There’s no denying the SF/geek angle – the idea of glasses serving as computer screens has been an SF staple for ages. So I get that. And I do think AR glasses are going to happen sooner or later, if only because AR only has so much appeal when you have to hold the smartphone or tablet between you and the real world to make use of it. Head-mounted displays will make for a much better experience.
But only if Google (and anyone else aiming for this sector) get it right. And that’s a hard dollar for a variety of reasons. Wired’s Gadget Lab has a good summary of them here. Meanwhile, Technology Reviewcovers the neurobiological challenges of AR displays that close to your eyes.
(One thing I’d add: how will this work for people like me who wear glasses for vision-correction purposes? Can I get prescription AR glasses?)
Despite all that, the New York Timesclaims that Google intends to have actual AR glasses out by the end of the year at price points similar to smartphones. However, between the enormous technical challenges and the fact that the NYT credits unnamed Google employees as its source, I have my doubts.
Also, the Google[x] team in charge of Project Glass have said that they unveiled the project not so much to launch an actual product as to “start a conversation” and get ideas from people just what they expect AR glasses to deliver. So it seems more like they’re leaving their options open.

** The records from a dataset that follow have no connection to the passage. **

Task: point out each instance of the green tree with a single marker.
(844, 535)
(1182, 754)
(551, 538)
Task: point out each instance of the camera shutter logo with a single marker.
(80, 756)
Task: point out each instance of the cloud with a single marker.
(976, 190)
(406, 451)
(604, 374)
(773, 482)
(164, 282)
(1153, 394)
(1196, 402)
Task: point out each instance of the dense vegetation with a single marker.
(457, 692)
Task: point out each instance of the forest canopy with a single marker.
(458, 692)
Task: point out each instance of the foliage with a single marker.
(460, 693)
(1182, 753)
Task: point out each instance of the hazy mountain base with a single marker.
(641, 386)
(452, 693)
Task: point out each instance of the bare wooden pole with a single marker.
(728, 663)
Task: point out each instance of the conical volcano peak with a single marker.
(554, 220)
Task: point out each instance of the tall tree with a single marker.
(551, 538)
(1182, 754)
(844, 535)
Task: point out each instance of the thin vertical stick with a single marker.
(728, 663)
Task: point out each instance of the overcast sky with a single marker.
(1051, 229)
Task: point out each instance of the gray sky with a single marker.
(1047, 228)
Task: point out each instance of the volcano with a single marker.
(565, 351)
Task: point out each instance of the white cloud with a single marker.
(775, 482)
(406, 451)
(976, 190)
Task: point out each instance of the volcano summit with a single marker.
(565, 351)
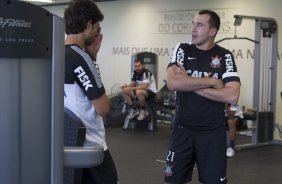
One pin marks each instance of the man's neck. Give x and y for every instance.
(75, 39)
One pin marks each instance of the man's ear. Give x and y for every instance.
(89, 24)
(213, 31)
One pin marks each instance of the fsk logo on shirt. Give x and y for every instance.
(83, 78)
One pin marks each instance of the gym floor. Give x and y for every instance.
(139, 157)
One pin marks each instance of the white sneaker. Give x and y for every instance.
(142, 115)
(132, 113)
(230, 152)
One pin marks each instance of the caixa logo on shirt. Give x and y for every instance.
(83, 78)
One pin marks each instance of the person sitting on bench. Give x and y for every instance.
(233, 114)
(142, 87)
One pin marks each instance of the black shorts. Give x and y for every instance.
(103, 174)
(205, 148)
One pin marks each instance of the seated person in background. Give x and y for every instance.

Whenever the glasses do come out, whether they’ll deliver the high-concept vision in Google’s demo video is anyone’s guess, and Blair MacIntyre, director of the Augmented Environments Lab at Georgia Tech, makes a fair point to Gadget Lab when he suggests that Google may have set the bar too high for itself:
“In one simple fake video,” MacIntyre told Wired, “Google has created a level of over-hype and over-expectation that their hardware cannot possibly live up to.”